Friday, December 21, 2018

Fascism is a trendy subject these days, in our political arena, on our everyday lives, and the entertainment business.

The events from Charlottesville on August 12, 2017, when Heather Heyer was killed and dozens were injured by James, Alex Fields still in the news. An event hard to forget especially by the way our current administration dealt with this. Charlottesville is also one of the crucial elements shown in the new Spike Lee film BlacKkKlansman.

In the early 1970s, Ron Stallworth (John David Washington) an African American cop from the Colorado Springs police department where he gets assigned to work at the records room. Ron is the object of racial mistreatment from his coworkers. So request to be transferred to the undercover department. His first assignment is going to a rally for the black student union where he meets Kwame Ture an important activist.

One day he reads in the paper advertising to join the Ku Klux Klan, he calls the number on the ad pretending to be white and use his coworker Detective Flip Zimmerman (Adam Driver) and he talks to the KKK the president of the Colorado Spring chapter requesting to join the group.

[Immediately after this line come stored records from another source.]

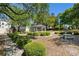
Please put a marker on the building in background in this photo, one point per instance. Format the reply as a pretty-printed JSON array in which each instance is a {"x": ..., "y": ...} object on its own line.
[{"x": 4, "y": 26}]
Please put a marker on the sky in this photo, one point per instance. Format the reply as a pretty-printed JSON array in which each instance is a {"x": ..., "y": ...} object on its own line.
[{"x": 57, "y": 8}]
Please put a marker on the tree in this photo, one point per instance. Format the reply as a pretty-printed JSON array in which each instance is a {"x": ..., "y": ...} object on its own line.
[
  {"x": 20, "y": 16},
  {"x": 71, "y": 16}
]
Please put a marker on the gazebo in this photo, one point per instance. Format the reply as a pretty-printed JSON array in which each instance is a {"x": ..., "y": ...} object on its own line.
[{"x": 38, "y": 27}]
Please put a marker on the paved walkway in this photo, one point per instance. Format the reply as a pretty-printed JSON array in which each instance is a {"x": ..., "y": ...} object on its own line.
[{"x": 52, "y": 49}]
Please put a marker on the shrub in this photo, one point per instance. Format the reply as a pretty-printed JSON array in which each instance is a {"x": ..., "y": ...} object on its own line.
[
  {"x": 76, "y": 33},
  {"x": 13, "y": 36},
  {"x": 35, "y": 49},
  {"x": 45, "y": 33},
  {"x": 22, "y": 40},
  {"x": 36, "y": 34}
]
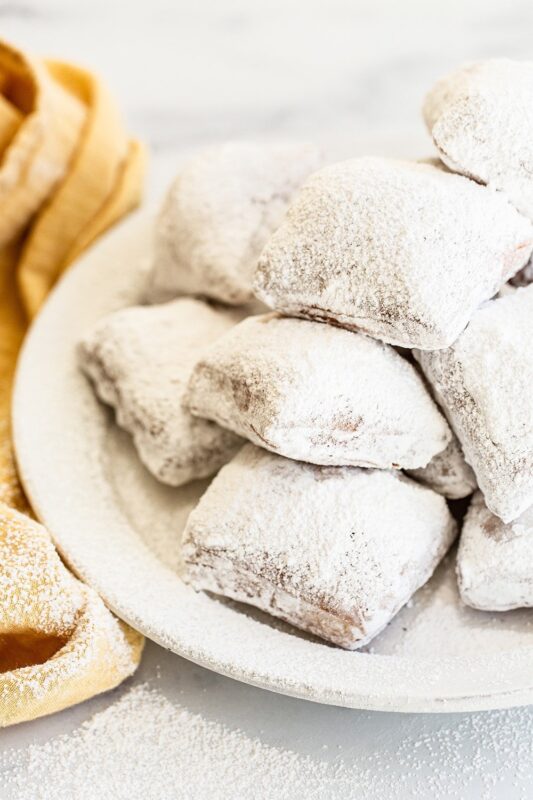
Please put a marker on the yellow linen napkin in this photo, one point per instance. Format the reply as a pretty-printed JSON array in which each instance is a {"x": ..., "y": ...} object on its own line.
[{"x": 67, "y": 172}]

Spike Lee approach is very interesting, the use of humor as a tool for criticism is powerful and effective. It's important to mention how other directors saw fascism with humor, attacking the irony of leaders around the world. Charles Chaplin did it with The Great Dictator in the 1940s sending a message to the world about how wrong is an authoritarian leader who thinks is better than anyone else, or a film like Starship Troopers by Paul Verhoeven making fun of the war industry but translated to the future, where people on earth are just interested in conquering other planets just for the sake of being the world cop.

BlacKkKlansman is a great reminder that enemies are not only outside our country but in our backyard. Intolerant people with lack of respect and consideration to other with others who think differently.